L’effetto di assoluta sobrietà è attenuato soltanto dal fregio che corre lungo il frontone: teschi in bassorilievo, che presentano il profilo sinistro. Guancia incavata, narice rientrante, enorme occhio tondo. Bocca spalancata in un orrendo sogghigno. I denti, scolpiti con cura, sembrano sul punto di affibbiare un morso feroce. E la lingua — ah, che tocco sinistro, un teschio con la lingua! — è piegata in un’elegante e orrenda curva ad A; la punta esce appena dai denti, guizzando come la lingua biforcuta di un serpente.
Questi teschi sono decine e decine, ossessivamente identici, congelati in un’immobilità arcana, e uno dopo l’altro avanzano fino a scomparire dietro l’angolo della costruzione. Hanno quell’aria da incubo che riscontro nella maggior parte dell’arte messicana precolombiana. Sarebbero più appropriati, mi sembra, lungo il bordo di un altare su cui si usi tagliare dal petto ancora palpitante della vittima, con un coltello di ossidiana, il cuore ancora vivo.
L’edificio è a forma di U, con due ali che partono dal corpo centrale. Non vedo porte. Al centro dello spiazzo, però, una quindicina di metri davanti alla facciata dell’edificio, si vede un’apertura bordata di pietra, che dovrebbe condurre a un sotterraneo: sbadiglia, buia e misteriosa, simile all’ingresso del mondo degl’Inferi.
Comprendo subito che dev’essere il passaggio per accedere alla Casa dei Teschi. Mi avvicino e guardo dentro. Tenebre assolute. Dobbiamo farci coraggio e andare giù? Non sarebbe meglio aspettare che sbuchi qualcuno e c’inviti? Ma non sbuca nessuno, e il caldo è bestiale. Mi sento la pelle del naso e delle guance diventare sempre più gonfia e dolente: è già mezza giornata che il mio pallore invernale è esposto al sole del deserto.

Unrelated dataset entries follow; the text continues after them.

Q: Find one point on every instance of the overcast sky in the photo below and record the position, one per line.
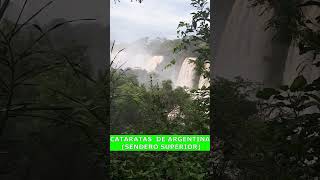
(152, 18)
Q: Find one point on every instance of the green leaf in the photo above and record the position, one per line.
(266, 93)
(298, 84)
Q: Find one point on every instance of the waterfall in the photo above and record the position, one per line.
(187, 74)
(152, 63)
(204, 82)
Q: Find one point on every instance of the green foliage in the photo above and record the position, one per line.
(196, 35)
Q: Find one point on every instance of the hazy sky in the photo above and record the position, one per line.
(130, 21)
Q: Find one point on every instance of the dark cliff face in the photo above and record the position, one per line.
(244, 47)
(222, 10)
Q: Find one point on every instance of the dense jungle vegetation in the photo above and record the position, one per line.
(56, 109)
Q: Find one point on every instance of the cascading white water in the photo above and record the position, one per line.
(186, 74)
(204, 82)
(152, 63)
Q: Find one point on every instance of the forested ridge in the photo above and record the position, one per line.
(57, 102)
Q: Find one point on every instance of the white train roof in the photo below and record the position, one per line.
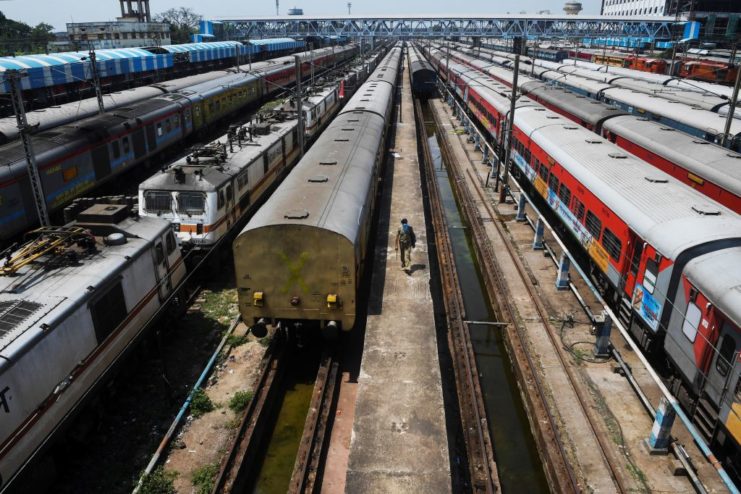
(328, 187)
(692, 85)
(706, 160)
(47, 290)
(666, 213)
(696, 117)
(587, 85)
(714, 275)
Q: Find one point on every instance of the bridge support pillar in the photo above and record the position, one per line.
(602, 330)
(539, 231)
(562, 280)
(521, 202)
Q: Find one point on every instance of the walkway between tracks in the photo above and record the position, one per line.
(399, 440)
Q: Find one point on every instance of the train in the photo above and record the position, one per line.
(663, 255)
(705, 166)
(423, 74)
(73, 301)
(53, 79)
(211, 189)
(73, 159)
(298, 261)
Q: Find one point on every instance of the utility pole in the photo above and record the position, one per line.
(299, 107)
(96, 80)
(731, 108)
(14, 76)
(511, 123)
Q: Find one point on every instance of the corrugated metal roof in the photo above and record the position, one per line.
(271, 41)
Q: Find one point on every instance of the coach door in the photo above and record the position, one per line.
(140, 148)
(162, 268)
(101, 162)
(721, 367)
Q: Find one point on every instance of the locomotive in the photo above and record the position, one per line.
(74, 159)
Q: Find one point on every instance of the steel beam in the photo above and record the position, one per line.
(503, 26)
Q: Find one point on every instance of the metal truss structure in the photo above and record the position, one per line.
(501, 26)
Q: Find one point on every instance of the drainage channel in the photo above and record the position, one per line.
(273, 475)
(518, 462)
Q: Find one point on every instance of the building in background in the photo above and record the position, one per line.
(61, 43)
(134, 28)
(669, 7)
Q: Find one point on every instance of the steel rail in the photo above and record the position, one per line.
(244, 447)
(482, 466)
(481, 242)
(314, 440)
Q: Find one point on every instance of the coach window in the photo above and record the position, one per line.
(191, 203)
(594, 225)
(159, 253)
(564, 194)
(691, 321)
(578, 209)
(157, 202)
(108, 311)
(725, 355)
(612, 244)
(650, 275)
(543, 172)
(170, 242)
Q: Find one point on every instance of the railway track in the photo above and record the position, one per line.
(237, 473)
(543, 419)
(482, 466)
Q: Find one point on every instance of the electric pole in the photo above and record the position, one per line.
(96, 80)
(299, 107)
(510, 123)
(14, 77)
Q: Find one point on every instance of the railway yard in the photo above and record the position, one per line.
(220, 299)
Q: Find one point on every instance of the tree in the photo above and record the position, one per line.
(41, 35)
(18, 37)
(183, 22)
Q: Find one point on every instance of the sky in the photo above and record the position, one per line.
(59, 12)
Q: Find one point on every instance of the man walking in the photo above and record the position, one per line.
(405, 240)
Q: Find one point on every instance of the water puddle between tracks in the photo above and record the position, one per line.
(520, 468)
(274, 474)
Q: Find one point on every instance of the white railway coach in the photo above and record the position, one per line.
(71, 303)
(299, 259)
(207, 192)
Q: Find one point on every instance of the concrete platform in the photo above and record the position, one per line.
(399, 439)
(624, 420)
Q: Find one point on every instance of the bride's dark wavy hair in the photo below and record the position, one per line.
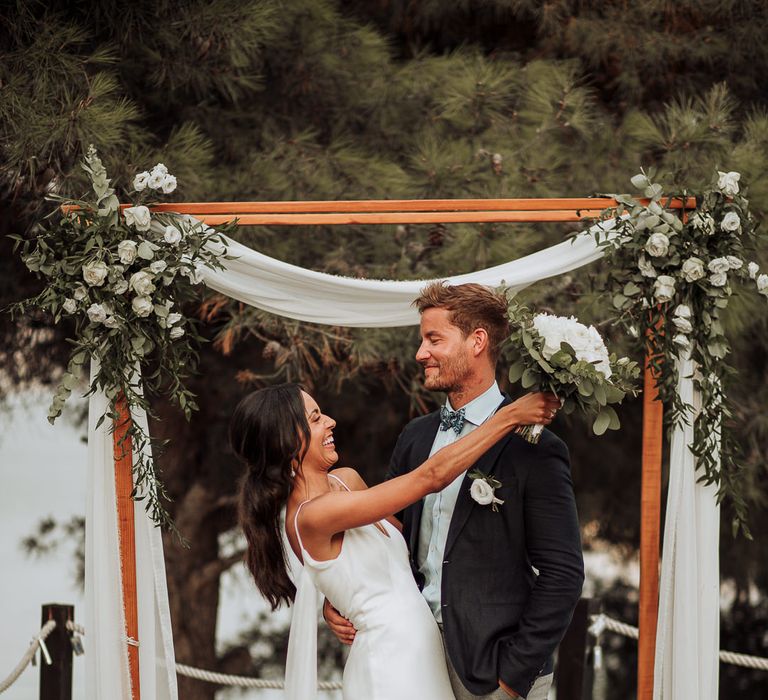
(269, 433)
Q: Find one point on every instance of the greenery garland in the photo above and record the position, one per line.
(670, 279)
(122, 275)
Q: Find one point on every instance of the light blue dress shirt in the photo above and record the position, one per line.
(438, 507)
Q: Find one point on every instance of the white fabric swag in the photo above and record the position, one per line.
(297, 293)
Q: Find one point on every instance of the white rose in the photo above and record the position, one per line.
(141, 283)
(657, 245)
(728, 183)
(138, 217)
(719, 265)
(481, 491)
(97, 313)
(69, 305)
(718, 279)
(704, 223)
(682, 341)
(693, 269)
(120, 287)
(168, 184)
(645, 266)
(140, 181)
(94, 273)
(730, 222)
(142, 306)
(127, 251)
(664, 288)
(171, 235)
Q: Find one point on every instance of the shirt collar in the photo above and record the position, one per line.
(482, 407)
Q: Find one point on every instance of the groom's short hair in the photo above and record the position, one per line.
(472, 306)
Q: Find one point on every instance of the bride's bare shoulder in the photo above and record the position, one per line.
(350, 477)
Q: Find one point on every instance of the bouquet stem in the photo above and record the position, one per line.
(530, 433)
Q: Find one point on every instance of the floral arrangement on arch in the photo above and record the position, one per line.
(671, 278)
(122, 275)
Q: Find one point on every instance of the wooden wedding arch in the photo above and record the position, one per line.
(424, 211)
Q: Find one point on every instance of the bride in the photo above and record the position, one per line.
(348, 541)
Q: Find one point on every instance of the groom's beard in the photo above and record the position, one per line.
(450, 376)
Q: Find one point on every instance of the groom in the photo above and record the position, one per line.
(502, 582)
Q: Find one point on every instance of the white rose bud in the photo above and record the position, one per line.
(142, 306)
(719, 265)
(69, 305)
(657, 245)
(168, 184)
(127, 251)
(171, 235)
(141, 283)
(645, 266)
(718, 279)
(664, 288)
(704, 223)
(97, 313)
(481, 491)
(94, 273)
(728, 183)
(140, 181)
(682, 341)
(731, 222)
(138, 217)
(120, 287)
(693, 269)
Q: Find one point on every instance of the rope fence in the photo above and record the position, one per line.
(600, 624)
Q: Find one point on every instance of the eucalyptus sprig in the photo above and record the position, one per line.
(122, 275)
(671, 278)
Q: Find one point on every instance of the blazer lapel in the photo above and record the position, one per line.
(464, 502)
(419, 454)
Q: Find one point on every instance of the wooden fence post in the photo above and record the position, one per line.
(56, 678)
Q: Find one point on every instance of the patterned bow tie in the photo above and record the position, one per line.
(452, 419)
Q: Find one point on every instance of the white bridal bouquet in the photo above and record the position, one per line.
(561, 355)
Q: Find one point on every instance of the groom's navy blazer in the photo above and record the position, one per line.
(501, 619)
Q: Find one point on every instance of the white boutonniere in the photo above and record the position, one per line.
(483, 489)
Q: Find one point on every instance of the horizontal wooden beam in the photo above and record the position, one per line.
(403, 205)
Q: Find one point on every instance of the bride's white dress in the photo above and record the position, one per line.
(397, 653)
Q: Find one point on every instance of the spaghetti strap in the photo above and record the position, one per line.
(340, 481)
(296, 526)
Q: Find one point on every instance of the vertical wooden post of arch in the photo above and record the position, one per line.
(123, 456)
(650, 527)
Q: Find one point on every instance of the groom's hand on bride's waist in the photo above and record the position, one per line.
(339, 624)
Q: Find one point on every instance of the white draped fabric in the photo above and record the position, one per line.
(688, 630)
(297, 293)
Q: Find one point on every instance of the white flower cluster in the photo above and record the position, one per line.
(156, 179)
(586, 341)
(142, 265)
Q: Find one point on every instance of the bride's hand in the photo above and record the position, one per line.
(538, 407)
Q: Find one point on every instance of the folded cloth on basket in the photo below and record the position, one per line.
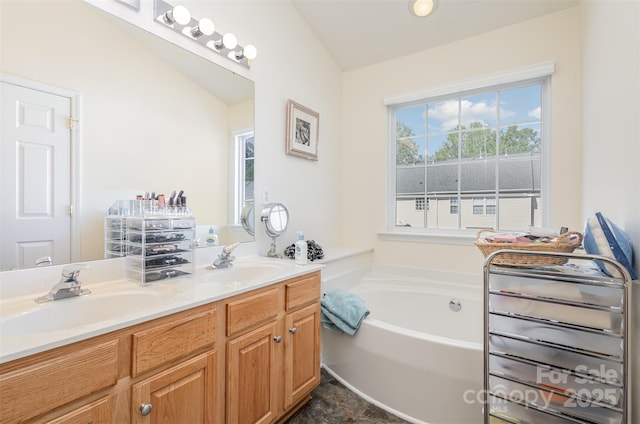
(342, 311)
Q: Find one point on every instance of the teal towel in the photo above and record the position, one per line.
(342, 311)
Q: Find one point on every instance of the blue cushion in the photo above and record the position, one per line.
(602, 237)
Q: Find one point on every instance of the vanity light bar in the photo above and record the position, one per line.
(202, 31)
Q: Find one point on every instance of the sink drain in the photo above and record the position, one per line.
(455, 305)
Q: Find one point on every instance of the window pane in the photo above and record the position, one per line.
(477, 165)
(479, 143)
(479, 110)
(521, 104)
(519, 139)
(442, 147)
(248, 148)
(410, 151)
(411, 121)
(446, 147)
(443, 116)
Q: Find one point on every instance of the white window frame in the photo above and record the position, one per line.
(464, 236)
(237, 192)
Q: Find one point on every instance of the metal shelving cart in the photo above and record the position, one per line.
(556, 341)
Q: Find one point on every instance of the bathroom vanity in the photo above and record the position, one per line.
(250, 357)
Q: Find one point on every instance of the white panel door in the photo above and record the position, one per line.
(36, 177)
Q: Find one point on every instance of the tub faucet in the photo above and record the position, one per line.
(68, 286)
(224, 260)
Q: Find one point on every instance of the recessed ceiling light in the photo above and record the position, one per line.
(421, 8)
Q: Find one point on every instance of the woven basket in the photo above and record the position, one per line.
(562, 244)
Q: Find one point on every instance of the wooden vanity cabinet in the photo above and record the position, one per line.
(273, 353)
(255, 363)
(186, 391)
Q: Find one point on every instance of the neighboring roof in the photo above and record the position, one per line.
(517, 173)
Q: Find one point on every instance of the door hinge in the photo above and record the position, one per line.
(72, 122)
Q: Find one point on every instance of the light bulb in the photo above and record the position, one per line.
(228, 41)
(250, 52)
(179, 14)
(421, 8)
(204, 27)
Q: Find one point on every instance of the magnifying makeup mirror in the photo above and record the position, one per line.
(275, 218)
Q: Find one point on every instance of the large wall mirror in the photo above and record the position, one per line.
(153, 117)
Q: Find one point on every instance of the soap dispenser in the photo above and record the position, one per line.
(300, 255)
(212, 238)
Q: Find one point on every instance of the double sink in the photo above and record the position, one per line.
(123, 302)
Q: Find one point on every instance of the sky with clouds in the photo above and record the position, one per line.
(516, 106)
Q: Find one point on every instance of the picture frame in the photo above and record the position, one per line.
(302, 131)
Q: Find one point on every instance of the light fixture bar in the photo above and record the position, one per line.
(202, 31)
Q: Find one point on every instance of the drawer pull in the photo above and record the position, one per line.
(145, 409)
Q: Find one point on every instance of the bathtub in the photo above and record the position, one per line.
(413, 356)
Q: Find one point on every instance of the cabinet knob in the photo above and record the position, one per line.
(145, 409)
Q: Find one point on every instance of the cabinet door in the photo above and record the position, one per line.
(182, 394)
(302, 353)
(252, 372)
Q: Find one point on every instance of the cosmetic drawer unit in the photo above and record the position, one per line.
(115, 236)
(160, 247)
(556, 343)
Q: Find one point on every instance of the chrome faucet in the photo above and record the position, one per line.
(68, 286)
(224, 260)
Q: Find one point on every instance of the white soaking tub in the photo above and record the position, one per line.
(414, 355)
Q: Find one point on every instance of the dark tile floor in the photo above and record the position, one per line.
(332, 403)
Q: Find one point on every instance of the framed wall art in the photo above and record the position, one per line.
(302, 131)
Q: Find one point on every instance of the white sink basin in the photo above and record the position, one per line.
(29, 317)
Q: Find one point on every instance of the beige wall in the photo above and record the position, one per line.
(611, 114)
(554, 37)
(291, 64)
(141, 121)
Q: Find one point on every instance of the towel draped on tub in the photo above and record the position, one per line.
(342, 311)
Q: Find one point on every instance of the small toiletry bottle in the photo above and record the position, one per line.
(301, 250)
(212, 238)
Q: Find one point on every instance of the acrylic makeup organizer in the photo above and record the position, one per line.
(160, 247)
(157, 240)
(556, 342)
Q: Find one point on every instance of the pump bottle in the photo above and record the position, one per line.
(300, 255)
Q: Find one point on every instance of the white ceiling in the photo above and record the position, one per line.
(363, 32)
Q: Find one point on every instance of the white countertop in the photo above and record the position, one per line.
(178, 294)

Ci guardiamo in faccia, perplessi. Il Nono Mistero arde nella mia mente, e certo anche nella loro. Potremmo entrare benissimo, sì; ma poi ne torneremmo fuori solo in due. Chi sopravviverà, chi morirà?
Esamino di malavoglia quali potrebbero essere i candidati alla dipartita, soppesando a uno a uno i miei amici. Consegno rapidamente alla morte Timothy e Oliver, poi li ritiro, rivedo questo giudizio affrettato, sostituisco Oliver con Ned, Timothy con Oliver, Ned con Timothy, Timothy con me stesso, me stesso con Ned, Ned con Oliver, e via via, indeciso, senza concludere nulla.
La mia fede nella veridicità del Libro dei Teschi non è mai stata forte come ora. La mia certezza di trovarmi alle soglie dell’infinito non è mai stata più grande o più terrificante.
— Andiamo — dico con voce roca e tremula, e con qualche passo esitante mi porto sull’orlo dell’apertura. Una ripida scala di pietra conduce giù nel sotterraneo. Cinque, sei, sette gradini, e mi trovo in una galleria buia, larga ma bassa, non più di un metro e mezzo dal pavimento al soffitto. L’aria è freddissima. Qualche esile filo di luce mi consente di scorgere la decorazione delle pareti: teschi, teschi, teschi. Finora non abbiamo visto il minimo frammento d’iconografia mentre invece domina incontrastato il simbolo della morte.